E \equiv ⟨ V ⟩ + ⟨ E_{k} ⟩ = 2 π (\frac{I_{x}}{T_{x}} + \frac{I_{y}}{T_{y}})

3.2

ω_{i} = \frac{\partial E}{\partial I_{i}} = \frac{2 π}{T_{i}} = {\dot{φ}}_{i}, i = x, y

\Rightarrow φ_{i} = ω_{i} t + φ_{i 0}

\Rightarrow E = ω_{x} I_{x} + ω_{y} I_{y} = \frac{1}{2} m ω_{x}^{2} A_{x}^{2} + \frac{1}{2} m ω_{y}^{2} A_{y}^{2} \Rightarrow A_{i} = \sqrt{\frac{2 I_{i}}{m ω_{i}}}

所以

x_{i} = A_{i} \cos (ω_{i} t + φ_{i 0}) = \sqrt{\frac{2 I_{i}}{m ω_{i}}} \cos φ_{i}, i = x, y

3.3

如上，代入 $φ_{i} = ω_{i} t + φ_{i 0}$ 即可。

3.4

这是一个李萨如图形。

4 变长单摆

E = \frac{1}{2} m l^{2} {\dot{θ}}^{2} - m g l \cos θ \sim \frac{1}{2} m l^{2} {\dot{θ}}^{2} + \frac{1}{2} m g l θ^{2} = \frac{p_{θ}^{2}}{2 m l^{2}} + \frac{1}{2} m g l θ^{2}

作用量

J = \frac{1}{2 π} \oint p_{θ} d θ = \frac{1}{2 π} \cdot π \sqrt{2 m l^{2} E \cdot \frac{2}{m g l} E} = E \sqrt{\frac{l}{g}}

得到

E \sqrt{l} \equiv J \sqrt{g}

为绝热/浸渐不变量。

附录%

来处理这个丑陋的积分

J_{ρ} = \frac{1}{2 π} \oint p_{ρ} d ρ = \frac{1}{2 π} \oint \sqrt{2 m E_{ρ} - \frac{J_{θ}^{2}}{ρ^{2}} - m^{2} ω^{2} ρ^{2}} d ρ

令 $u = ρ^{2}$ ， $d ρ = \frac{d u}{2 \sqrt{u}}$ ：

\begin{aligned} J_{ρ} & = \frac{1}{2 π} \oint \sqrt{2 m E_{ρ} - \frac{J_{θ}^{2}}{u} - m^{2} ω^{2} u} \frac{d u}{2 \sqrt{u}} \\ = \frac{1}{4 π} \int_{u_{1}}^{u_{2}} \frac{\sqrt{- m^{2} ω^{2} u^{2} + 2 m E_{ρ} u - J_{θ}^{2}}}{u} d u \end{aligned}

设被积函数为 $f (u) = \frac{\sqrt{R (u)}}{u}$ ， $R (u) = - m^{2} ω^{2} u^{2} + 2 m E_{ρ} u - J_{θ}^{2}$ ，上式中 $u_{1, 2}$ 是 $R (u) = 0$ 的两个正实根，因此积分路径是复平面上包裹 $u_{1, 2}$ 连线 (即割线) 的闭合曲线。根据留数定理，包裹割线的回路积分等于包裹复平面上除割线以外所有奇点（原点 $u = 0$ 和无穷远点 $u = \infty$ ）留数之和的负值：

J_{ρ} = \frac{1}{4 π} \cdot (- 2 π i) [Res (f, 0) + Res (f, \infty)] = - \frac{i}{2} [Res (f, 0) + Res (f, \infty)]
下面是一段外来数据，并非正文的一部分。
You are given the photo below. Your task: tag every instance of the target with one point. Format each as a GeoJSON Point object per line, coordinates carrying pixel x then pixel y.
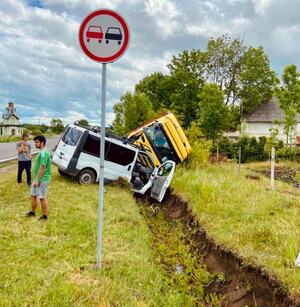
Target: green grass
{"type": "Point", "coordinates": [247, 217]}
{"type": "Point", "coordinates": [53, 263]}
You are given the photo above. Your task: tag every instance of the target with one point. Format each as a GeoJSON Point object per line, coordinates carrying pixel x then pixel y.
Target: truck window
{"type": "Point", "coordinates": [92, 146]}
{"type": "Point", "coordinates": [119, 154]}
{"type": "Point", "coordinates": [160, 143]}
{"type": "Point", "coordinates": [72, 136]}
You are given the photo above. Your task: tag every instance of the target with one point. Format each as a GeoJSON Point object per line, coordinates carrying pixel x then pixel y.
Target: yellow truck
{"type": "Point", "coordinates": [163, 138]}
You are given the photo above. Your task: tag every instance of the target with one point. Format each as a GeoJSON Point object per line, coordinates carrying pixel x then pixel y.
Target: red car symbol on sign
{"type": "Point", "coordinates": [94, 32]}
{"type": "Point", "coordinates": [113, 33]}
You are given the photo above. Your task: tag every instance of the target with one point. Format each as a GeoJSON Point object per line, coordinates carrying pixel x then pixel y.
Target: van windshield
{"type": "Point", "coordinates": [71, 136]}
{"type": "Point", "coordinates": [160, 143]}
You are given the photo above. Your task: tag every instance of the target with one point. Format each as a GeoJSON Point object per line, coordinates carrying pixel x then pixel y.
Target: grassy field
{"type": "Point", "coordinates": [246, 216]}
{"type": "Point", "coordinates": [53, 263]}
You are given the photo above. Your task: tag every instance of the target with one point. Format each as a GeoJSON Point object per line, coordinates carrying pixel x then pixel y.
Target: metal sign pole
{"type": "Point", "coordinates": [101, 176]}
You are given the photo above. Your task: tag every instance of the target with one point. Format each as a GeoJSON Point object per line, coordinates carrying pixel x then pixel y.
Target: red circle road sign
{"type": "Point", "coordinates": [104, 36]}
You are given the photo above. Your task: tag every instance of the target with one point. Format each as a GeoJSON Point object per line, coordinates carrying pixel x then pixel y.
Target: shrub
{"type": "Point", "coordinates": [201, 149]}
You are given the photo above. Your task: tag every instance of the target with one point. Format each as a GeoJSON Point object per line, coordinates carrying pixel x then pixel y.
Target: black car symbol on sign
{"type": "Point", "coordinates": [113, 33]}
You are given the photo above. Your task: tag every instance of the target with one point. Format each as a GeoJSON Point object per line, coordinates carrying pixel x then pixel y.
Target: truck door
{"type": "Point", "coordinates": [162, 180]}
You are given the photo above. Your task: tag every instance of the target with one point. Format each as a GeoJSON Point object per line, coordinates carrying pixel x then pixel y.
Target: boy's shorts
{"type": "Point", "coordinates": [40, 191]}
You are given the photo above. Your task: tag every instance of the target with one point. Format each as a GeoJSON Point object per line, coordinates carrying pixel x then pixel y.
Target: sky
{"type": "Point", "coordinates": [44, 71]}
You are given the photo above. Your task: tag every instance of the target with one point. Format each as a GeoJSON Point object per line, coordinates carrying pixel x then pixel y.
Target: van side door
{"type": "Point", "coordinates": [66, 147]}
{"type": "Point", "coordinates": [119, 161]}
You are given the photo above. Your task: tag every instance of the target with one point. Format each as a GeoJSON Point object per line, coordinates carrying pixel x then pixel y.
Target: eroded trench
{"type": "Point", "coordinates": [209, 274]}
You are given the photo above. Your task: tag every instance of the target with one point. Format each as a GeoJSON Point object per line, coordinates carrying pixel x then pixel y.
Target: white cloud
{"type": "Point", "coordinates": [47, 75]}
{"type": "Point", "coordinates": [261, 5]}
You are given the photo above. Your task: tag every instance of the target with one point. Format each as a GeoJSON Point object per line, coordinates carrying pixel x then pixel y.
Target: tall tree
{"type": "Point", "coordinates": [256, 81]}
{"type": "Point", "coordinates": [157, 87]}
{"type": "Point", "coordinates": [223, 67]}
{"type": "Point", "coordinates": [288, 94]}
{"type": "Point", "coordinates": [213, 113]}
{"type": "Point", "coordinates": [131, 112]}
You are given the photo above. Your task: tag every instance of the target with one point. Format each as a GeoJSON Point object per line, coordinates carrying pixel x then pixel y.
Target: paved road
{"type": "Point", "coordinates": [8, 150]}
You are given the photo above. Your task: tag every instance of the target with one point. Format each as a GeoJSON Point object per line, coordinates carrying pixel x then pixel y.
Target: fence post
{"type": "Point", "coordinates": [240, 159]}
{"type": "Point", "coordinates": [272, 168]}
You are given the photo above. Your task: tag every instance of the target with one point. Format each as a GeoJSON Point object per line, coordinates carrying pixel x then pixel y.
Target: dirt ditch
{"type": "Point", "coordinates": [231, 281]}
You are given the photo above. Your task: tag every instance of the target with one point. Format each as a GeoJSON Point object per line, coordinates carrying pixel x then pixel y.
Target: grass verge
{"type": "Point", "coordinates": [52, 263]}
{"type": "Point", "coordinates": [245, 216]}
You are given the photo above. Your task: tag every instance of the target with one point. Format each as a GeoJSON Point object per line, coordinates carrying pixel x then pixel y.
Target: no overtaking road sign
{"type": "Point", "coordinates": [104, 36]}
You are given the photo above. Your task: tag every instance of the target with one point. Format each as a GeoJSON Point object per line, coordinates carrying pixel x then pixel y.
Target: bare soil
{"type": "Point", "coordinates": [243, 284]}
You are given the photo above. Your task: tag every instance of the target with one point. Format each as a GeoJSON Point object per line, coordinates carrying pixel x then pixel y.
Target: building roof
{"type": "Point", "coordinates": [267, 113]}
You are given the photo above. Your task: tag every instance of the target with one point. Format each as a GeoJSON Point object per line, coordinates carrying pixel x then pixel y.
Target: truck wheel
{"type": "Point", "coordinates": [62, 173]}
{"type": "Point", "coordinates": [86, 176]}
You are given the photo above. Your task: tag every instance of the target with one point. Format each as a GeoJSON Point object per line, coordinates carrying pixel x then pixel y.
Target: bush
{"type": "Point", "coordinates": [251, 149]}
{"type": "Point", "coordinates": [201, 151]}
{"type": "Point", "coordinates": [288, 153]}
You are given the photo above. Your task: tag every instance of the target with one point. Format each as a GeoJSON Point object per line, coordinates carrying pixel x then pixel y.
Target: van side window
{"type": "Point", "coordinates": [120, 155]}
{"type": "Point", "coordinates": [72, 136]}
{"type": "Point", "coordinates": [92, 146]}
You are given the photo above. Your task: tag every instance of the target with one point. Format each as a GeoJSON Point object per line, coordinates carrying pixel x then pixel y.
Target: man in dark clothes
{"type": "Point", "coordinates": [24, 158]}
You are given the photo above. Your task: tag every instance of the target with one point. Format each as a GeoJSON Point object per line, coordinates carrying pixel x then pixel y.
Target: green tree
{"type": "Point", "coordinates": [288, 94]}
{"type": "Point", "coordinates": [223, 66]}
{"type": "Point", "coordinates": [213, 115]}
{"type": "Point", "coordinates": [256, 81]}
{"type": "Point", "coordinates": [57, 125]}
{"type": "Point", "coordinates": [83, 122]}
{"type": "Point", "coordinates": [131, 112]}
{"type": "Point", "coordinates": [157, 87]}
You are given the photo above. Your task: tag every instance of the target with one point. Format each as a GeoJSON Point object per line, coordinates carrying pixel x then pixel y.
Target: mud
{"type": "Point", "coordinates": [238, 283]}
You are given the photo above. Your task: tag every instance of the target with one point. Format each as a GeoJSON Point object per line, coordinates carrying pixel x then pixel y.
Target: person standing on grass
{"type": "Point", "coordinates": [24, 159]}
{"type": "Point", "coordinates": [41, 178]}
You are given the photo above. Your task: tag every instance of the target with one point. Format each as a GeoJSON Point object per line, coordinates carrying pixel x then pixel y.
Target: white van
{"type": "Point", "coordinates": [78, 151]}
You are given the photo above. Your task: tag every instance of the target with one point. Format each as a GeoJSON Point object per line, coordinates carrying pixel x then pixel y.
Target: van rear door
{"type": "Point", "coordinates": [66, 147]}
{"type": "Point", "coordinates": [162, 179]}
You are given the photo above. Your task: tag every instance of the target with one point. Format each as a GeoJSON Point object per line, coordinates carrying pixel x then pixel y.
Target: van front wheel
{"type": "Point", "coordinates": [86, 176]}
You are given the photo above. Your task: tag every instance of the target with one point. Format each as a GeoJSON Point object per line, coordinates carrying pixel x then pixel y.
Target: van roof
{"type": "Point", "coordinates": [96, 130]}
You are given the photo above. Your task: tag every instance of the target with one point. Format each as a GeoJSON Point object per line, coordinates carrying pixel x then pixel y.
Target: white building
{"type": "Point", "coordinates": [267, 116]}
{"type": "Point", "coordinates": [10, 124]}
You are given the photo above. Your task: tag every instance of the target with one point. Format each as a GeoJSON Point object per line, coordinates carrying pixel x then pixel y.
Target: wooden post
{"type": "Point", "coordinates": [272, 168]}
{"type": "Point", "coordinates": [240, 159]}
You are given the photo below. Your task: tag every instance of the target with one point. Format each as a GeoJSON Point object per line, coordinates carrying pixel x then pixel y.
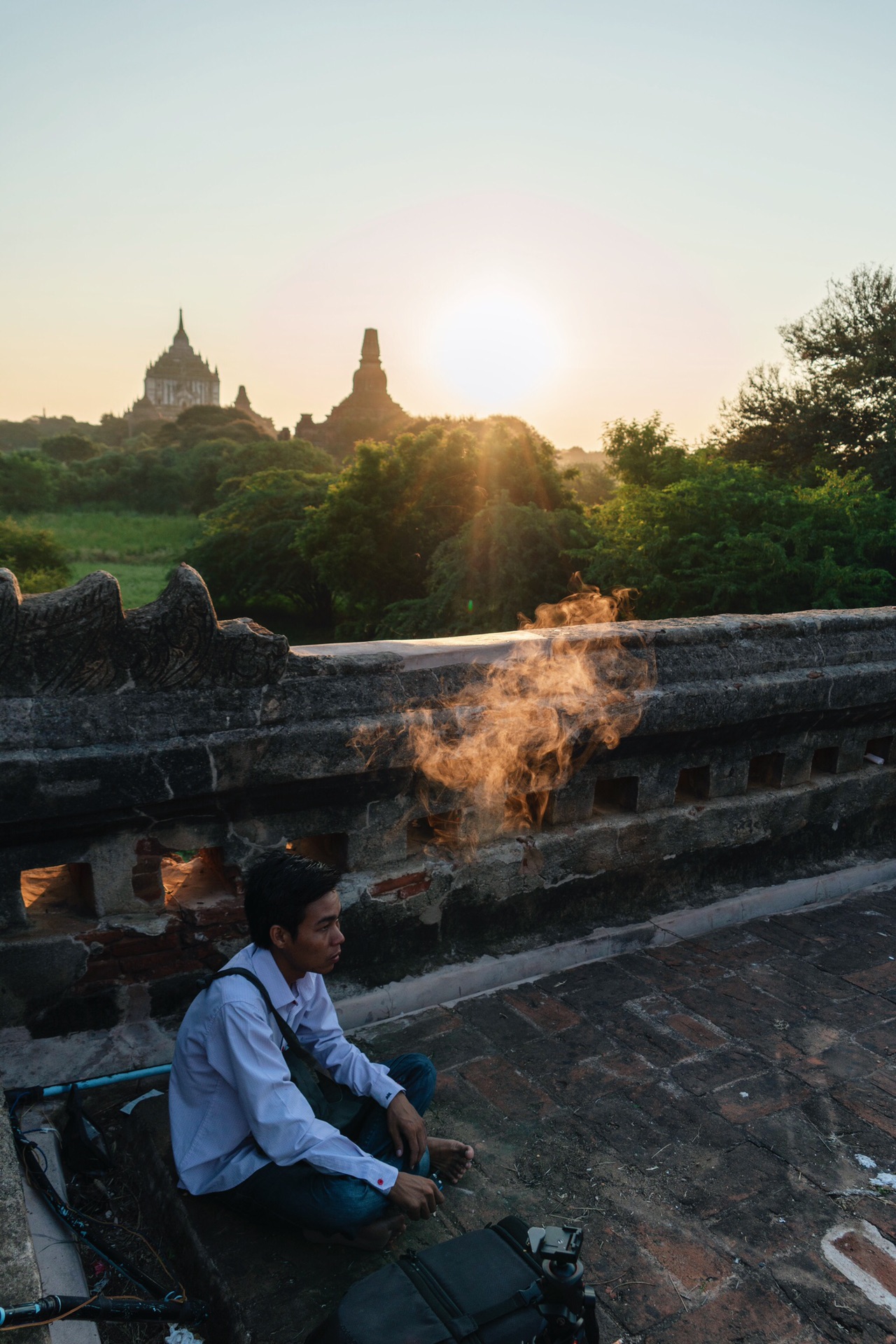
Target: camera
{"type": "Point", "coordinates": [567, 1306]}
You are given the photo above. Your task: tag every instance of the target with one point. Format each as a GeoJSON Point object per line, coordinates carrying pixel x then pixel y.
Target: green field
{"type": "Point", "coordinates": [139, 549]}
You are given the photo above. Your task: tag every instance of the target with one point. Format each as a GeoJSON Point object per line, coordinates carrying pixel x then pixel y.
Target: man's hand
{"type": "Point", "coordinates": [406, 1129]}
{"type": "Point", "coordinates": [416, 1196]}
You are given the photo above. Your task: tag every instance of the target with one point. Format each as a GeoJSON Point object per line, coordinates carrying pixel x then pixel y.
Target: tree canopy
{"type": "Point", "coordinates": [836, 405]}
{"type": "Point", "coordinates": [731, 537]}
{"type": "Point", "coordinates": [34, 555]}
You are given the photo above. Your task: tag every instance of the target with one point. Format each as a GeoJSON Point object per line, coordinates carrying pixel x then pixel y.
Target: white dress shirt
{"type": "Point", "coordinates": [232, 1101]}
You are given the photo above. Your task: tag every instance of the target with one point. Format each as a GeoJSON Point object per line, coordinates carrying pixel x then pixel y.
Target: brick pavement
{"type": "Point", "coordinates": [697, 1109]}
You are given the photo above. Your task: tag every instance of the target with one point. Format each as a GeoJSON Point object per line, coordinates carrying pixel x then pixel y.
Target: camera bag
{"type": "Point", "coordinates": [481, 1288]}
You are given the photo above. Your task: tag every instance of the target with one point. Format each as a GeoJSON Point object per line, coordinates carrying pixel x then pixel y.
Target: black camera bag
{"type": "Point", "coordinates": [481, 1288]}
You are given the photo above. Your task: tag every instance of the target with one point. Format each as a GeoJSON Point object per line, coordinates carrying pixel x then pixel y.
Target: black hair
{"type": "Point", "coordinates": [280, 888]}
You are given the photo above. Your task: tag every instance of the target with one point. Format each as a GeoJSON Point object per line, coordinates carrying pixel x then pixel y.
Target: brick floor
{"type": "Point", "coordinates": [699, 1110]}
{"type": "Point", "coordinates": [696, 1109]}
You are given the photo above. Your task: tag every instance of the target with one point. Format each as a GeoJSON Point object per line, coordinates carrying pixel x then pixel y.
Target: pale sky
{"type": "Point", "coordinates": [562, 210]}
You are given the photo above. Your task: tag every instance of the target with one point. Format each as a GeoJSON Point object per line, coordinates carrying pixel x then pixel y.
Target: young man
{"type": "Point", "coordinates": [239, 1126]}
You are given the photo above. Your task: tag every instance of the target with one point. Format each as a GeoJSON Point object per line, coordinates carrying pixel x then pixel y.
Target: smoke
{"type": "Point", "coordinates": [520, 727]}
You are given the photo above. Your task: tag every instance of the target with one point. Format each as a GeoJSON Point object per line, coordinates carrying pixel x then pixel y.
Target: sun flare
{"type": "Point", "coordinates": [495, 349]}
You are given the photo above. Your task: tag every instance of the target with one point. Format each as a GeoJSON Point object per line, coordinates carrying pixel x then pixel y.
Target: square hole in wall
{"type": "Point", "coordinates": [766, 772]}
{"type": "Point", "coordinates": [694, 784]}
{"type": "Point", "coordinates": [197, 875]}
{"type": "Point", "coordinates": [825, 761]}
{"type": "Point", "coordinates": [878, 750]}
{"type": "Point", "coordinates": [331, 848]}
{"type": "Point", "coordinates": [615, 794]}
{"type": "Point", "coordinates": [66, 886]}
{"type": "Point", "coordinates": [435, 828]}
{"type": "Point", "coordinates": [538, 812]}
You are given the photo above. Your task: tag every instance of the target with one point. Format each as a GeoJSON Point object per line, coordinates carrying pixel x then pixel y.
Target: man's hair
{"type": "Point", "coordinates": [279, 890]}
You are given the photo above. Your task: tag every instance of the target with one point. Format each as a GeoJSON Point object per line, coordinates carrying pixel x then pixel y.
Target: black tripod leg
{"type": "Point", "coordinates": [590, 1316]}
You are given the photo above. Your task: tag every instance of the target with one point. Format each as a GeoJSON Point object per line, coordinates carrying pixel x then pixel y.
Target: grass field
{"type": "Point", "coordinates": [139, 549]}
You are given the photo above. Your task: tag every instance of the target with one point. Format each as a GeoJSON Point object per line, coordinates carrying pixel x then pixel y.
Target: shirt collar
{"type": "Point", "coordinates": [272, 977]}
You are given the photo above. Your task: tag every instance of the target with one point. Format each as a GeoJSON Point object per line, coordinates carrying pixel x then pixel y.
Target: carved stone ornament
{"type": "Point", "coordinates": [80, 640]}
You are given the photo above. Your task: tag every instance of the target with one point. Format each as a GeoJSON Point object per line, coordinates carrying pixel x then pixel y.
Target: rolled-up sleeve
{"type": "Point", "coordinates": [323, 1035]}
{"type": "Point", "coordinates": [242, 1049]}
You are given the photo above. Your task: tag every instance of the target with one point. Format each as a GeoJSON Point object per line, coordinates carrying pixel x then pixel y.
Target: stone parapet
{"type": "Point", "coordinates": [762, 753]}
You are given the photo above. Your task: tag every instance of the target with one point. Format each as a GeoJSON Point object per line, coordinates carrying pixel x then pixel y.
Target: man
{"type": "Point", "coordinates": [241, 1128]}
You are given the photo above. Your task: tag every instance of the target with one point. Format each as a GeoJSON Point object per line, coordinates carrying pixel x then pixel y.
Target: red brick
{"type": "Point", "coordinates": [695, 1031]}
{"type": "Point", "coordinates": [869, 1104]}
{"type": "Point", "coordinates": [766, 1093]}
{"type": "Point", "coordinates": [746, 1315]}
{"type": "Point", "coordinates": [692, 1264]}
{"type": "Point", "coordinates": [545, 1011]}
{"type": "Point", "coordinates": [101, 972]}
{"type": "Point", "coordinates": [140, 946]}
{"type": "Point", "coordinates": [505, 1088]}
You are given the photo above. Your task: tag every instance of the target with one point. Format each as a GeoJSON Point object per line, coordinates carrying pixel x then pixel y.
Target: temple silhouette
{"type": "Point", "coordinates": [368, 412]}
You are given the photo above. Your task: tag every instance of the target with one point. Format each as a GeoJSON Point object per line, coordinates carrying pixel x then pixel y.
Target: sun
{"type": "Point", "coordinates": [495, 349]}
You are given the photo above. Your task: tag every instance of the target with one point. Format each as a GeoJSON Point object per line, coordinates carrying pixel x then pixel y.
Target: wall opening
{"type": "Point", "coordinates": [64, 888]}
{"type": "Point", "coordinates": [615, 794]}
{"type": "Point", "coordinates": [694, 784]}
{"type": "Point", "coordinates": [197, 875]}
{"type": "Point", "coordinates": [878, 750]}
{"type": "Point", "coordinates": [331, 848]}
{"type": "Point", "coordinates": [766, 772]}
{"type": "Point", "coordinates": [435, 828]}
{"type": "Point", "coordinates": [825, 761]}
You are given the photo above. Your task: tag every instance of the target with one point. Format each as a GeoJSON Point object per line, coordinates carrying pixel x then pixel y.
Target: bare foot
{"type": "Point", "coordinates": [450, 1158]}
{"type": "Point", "coordinates": [372, 1237]}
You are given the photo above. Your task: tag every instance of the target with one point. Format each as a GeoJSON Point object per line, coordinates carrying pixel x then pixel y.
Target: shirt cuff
{"type": "Point", "coordinates": [382, 1176]}
{"type": "Point", "coordinates": [384, 1091]}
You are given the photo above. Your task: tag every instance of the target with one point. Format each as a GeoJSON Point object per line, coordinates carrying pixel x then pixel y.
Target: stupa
{"type": "Point", "coordinates": [368, 412]}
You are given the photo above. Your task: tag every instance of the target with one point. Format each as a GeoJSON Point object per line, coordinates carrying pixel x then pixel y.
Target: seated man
{"type": "Point", "coordinates": [244, 1129]}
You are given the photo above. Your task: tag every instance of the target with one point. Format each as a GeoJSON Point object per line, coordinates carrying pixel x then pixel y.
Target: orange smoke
{"type": "Point", "coordinates": [517, 732]}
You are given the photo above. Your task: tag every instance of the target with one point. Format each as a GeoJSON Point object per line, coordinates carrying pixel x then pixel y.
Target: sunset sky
{"type": "Point", "coordinates": [567, 210]}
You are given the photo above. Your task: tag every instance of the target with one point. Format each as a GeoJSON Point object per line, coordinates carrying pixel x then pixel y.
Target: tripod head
{"type": "Point", "coordinates": [568, 1307]}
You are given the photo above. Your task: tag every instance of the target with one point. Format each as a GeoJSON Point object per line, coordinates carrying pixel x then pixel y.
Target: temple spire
{"type": "Point", "coordinates": [371, 347]}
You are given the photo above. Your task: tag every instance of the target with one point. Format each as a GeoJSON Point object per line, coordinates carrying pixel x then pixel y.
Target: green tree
{"type": "Point", "coordinates": [34, 555]}
{"type": "Point", "coordinates": [70, 448]}
{"type": "Point", "coordinates": [396, 503]}
{"type": "Point", "coordinates": [248, 550]}
{"type": "Point", "coordinates": [29, 483]}
{"type": "Point", "coordinates": [731, 537]}
{"type": "Point", "coordinates": [503, 564]}
{"type": "Point", "coordinates": [590, 482]}
{"type": "Point", "coordinates": [644, 452]}
{"type": "Point", "coordinates": [836, 406]}
{"type": "Point", "coordinates": [210, 422]}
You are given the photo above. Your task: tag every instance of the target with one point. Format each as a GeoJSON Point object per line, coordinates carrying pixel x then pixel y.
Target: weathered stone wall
{"type": "Point", "coordinates": [770, 720]}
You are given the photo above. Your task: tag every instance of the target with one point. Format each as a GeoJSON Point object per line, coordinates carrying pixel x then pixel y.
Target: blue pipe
{"type": "Point", "coordinates": [62, 1089]}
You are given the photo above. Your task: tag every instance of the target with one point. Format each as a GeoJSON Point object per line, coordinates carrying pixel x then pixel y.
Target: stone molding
{"type": "Point", "coordinates": [81, 641]}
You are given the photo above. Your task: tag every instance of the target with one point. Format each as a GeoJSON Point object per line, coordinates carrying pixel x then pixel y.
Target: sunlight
{"type": "Point", "coordinates": [495, 349]}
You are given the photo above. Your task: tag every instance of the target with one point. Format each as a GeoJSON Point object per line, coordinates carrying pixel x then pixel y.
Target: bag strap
{"type": "Point", "coordinates": [286, 1031]}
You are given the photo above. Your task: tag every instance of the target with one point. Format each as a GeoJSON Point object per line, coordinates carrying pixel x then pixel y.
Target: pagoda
{"type": "Point", "coordinates": [368, 412]}
{"type": "Point", "coordinates": [178, 379]}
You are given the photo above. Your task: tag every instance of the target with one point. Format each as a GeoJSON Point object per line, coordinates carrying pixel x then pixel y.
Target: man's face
{"type": "Point", "coordinates": [317, 942]}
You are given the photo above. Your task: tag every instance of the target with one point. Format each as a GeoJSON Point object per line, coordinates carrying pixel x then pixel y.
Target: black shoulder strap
{"type": "Point", "coordinates": [286, 1031]}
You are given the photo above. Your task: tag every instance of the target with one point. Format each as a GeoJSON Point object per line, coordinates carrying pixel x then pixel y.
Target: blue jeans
{"type": "Point", "coordinates": [307, 1198]}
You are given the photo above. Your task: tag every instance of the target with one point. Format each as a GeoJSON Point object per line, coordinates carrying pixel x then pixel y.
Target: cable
{"type": "Point", "coordinates": [55, 1308]}
{"type": "Point", "coordinates": [38, 1177]}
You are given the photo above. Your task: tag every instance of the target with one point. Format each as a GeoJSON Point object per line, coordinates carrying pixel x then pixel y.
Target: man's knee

在 $u \to 0$ 附近，展开 $\sqrt{R (u)}$ ：

\sqrt{R (u)} = \sqrt{- J_{ϕ}^{2} + 2 m E_{ρ} u - m^{2} ω^{2} u^{2}} = \sqrt{- J_{ϕ}^{2}} \sqrt{1 - (\frac{2 m E_{ρ}}{J_{θ}^{2}} u + O (u^{2}))}

为保证积分路径的相位正常，需要改写根号为

\sqrt{R (u)} = e^{\frac{ϕ_{1} + ϕ_{2}}{2}} \sqrt{- J_{θ}^{2} + 2 m E_{ρ} u - m^{2} ω^{2} u^{2}}, ϕ_{i} = a r g (u - u_{i})

当积分路径为正常地沿实轴 $u_{1} \to u_{2}$ 积分时，相位 $\frac{ϕ_{1} + ϕ_{2}}{2} = \frac{- π + π}{2} = 0$ 。注意这里不能选用根号的另一个分支 $\frac{ϕ_{1} + ϕ_{2}}{2} + π$ ，这会令积分得到的 $J_{ρ} < 0$ ，不符合物理意义，因为 $J_{ρ} = \frac{1}{2 π} \oint p_{ρ} d ρ$ 为相空间中闭合轨迹的面积，须大于 0。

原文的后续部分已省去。